The narration is clean, consistent, and—let's be real—pretty monotone. But I'm not sure what else you'd want here? Should someone perform knitting instructions with theatrical flair? (Actually, now I want that. Someone make a dramatic reading of sock patterns. I'd listen.)
What makes this worth your time is purely the historical window it opens. Mee ran a yarn and needlework import business in Bath with her family. She died young—only 31—but left behind these practical texts that got repurposed for social good decades later. She understood human nature in a specific way: people want to help, but they need structure. Give them a pattern, and they'll clothe strangers.

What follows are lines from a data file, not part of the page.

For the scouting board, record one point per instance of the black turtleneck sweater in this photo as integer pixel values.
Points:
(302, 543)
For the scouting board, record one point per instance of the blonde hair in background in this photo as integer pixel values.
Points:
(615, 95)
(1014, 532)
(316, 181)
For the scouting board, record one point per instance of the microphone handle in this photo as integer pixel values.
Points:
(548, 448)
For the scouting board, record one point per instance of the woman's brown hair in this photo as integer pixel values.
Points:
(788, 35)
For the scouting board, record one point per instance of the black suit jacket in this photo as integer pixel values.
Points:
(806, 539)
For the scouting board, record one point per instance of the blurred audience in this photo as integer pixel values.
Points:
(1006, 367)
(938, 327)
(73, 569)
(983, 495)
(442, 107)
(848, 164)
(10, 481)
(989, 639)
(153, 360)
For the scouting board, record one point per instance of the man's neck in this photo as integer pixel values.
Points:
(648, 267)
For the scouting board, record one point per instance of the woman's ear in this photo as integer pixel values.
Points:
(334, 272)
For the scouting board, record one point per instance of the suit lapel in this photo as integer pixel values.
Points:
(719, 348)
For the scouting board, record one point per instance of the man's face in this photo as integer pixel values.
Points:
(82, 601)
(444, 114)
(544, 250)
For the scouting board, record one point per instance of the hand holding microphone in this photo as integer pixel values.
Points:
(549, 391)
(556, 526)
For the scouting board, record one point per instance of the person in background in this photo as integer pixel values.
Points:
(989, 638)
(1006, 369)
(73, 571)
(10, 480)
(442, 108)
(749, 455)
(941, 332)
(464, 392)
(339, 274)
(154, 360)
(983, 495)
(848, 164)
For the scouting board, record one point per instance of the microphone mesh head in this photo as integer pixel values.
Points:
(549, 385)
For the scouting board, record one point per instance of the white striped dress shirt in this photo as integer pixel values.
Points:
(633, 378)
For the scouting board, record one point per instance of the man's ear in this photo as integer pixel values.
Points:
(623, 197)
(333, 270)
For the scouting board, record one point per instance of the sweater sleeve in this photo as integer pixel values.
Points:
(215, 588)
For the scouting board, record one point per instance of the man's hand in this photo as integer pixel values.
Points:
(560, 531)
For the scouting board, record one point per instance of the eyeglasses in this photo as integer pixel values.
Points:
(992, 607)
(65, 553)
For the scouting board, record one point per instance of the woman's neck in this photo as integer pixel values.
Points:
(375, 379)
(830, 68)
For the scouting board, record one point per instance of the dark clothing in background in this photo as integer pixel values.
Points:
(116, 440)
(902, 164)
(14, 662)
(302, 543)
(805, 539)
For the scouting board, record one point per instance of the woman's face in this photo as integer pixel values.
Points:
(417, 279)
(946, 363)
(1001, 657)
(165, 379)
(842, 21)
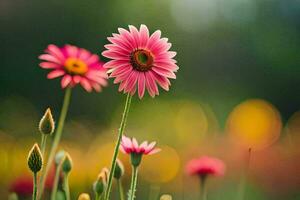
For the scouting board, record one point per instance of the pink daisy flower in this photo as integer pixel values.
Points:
(205, 165)
(76, 66)
(131, 146)
(140, 61)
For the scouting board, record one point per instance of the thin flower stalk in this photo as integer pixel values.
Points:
(56, 140)
(134, 176)
(243, 181)
(55, 182)
(120, 189)
(203, 188)
(66, 187)
(34, 194)
(116, 150)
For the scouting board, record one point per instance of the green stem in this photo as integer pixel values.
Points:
(121, 191)
(243, 181)
(55, 183)
(66, 186)
(203, 188)
(43, 143)
(34, 194)
(56, 140)
(116, 151)
(154, 192)
(131, 195)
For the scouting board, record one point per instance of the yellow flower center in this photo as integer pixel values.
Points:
(141, 60)
(75, 66)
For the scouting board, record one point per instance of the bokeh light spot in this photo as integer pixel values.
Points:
(254, 124)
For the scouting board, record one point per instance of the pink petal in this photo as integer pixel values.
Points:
(164, 72)
(153, 39)
(55, 73)
(127, 36)
(92, 59)
(131, 83)
(55, 51)
(160, 46)
(115, 63)
(141, 84)
(115, 55)
(72, 51)
(117, 48)
(119, 41)
(84, 54)
(154, 151)
(135, 33)
(162, 81)
(85, 84)
(76, 79)
(135, 144)
(126, 141)
(49, 65)
(50, 58)
(151, 82)
(144, 36)
(66, 80)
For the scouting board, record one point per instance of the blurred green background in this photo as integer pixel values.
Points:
(228, 52)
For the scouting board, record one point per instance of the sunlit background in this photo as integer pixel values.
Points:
(237, 88)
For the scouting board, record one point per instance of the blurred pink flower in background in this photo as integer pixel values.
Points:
(205, 165)
(140, 61)
(129, 146)
(76, 66)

Who This Is (and Isn't) For
This is a fascinating case study in how instructional content ages. Modern self-help tells you to believe in yourself. Victorian self-help tells you to cast on forty stitches and stop complaining. That no-nonsense approach is what I appreciated about Untroubled Mind too—practical strategies over empty affirmations. There's something refreshing about that, honestly.
Best for: fiber arts historians, people researching Victorian domestic life, anyone writing about 19th-century charitable movements, or—apparently—psychology researchers who make questionable audiobook choices during cardio. If you're expecting a cozy craft listen with tips you can actually use? Skip it. The antiquated terminology and lack of visuals will just frustrate you.
I can't say I'll listen again, but I'm glad I did once. Sometimes the most interesting audiobooks are the ones that were never meant to be audiobooks at all.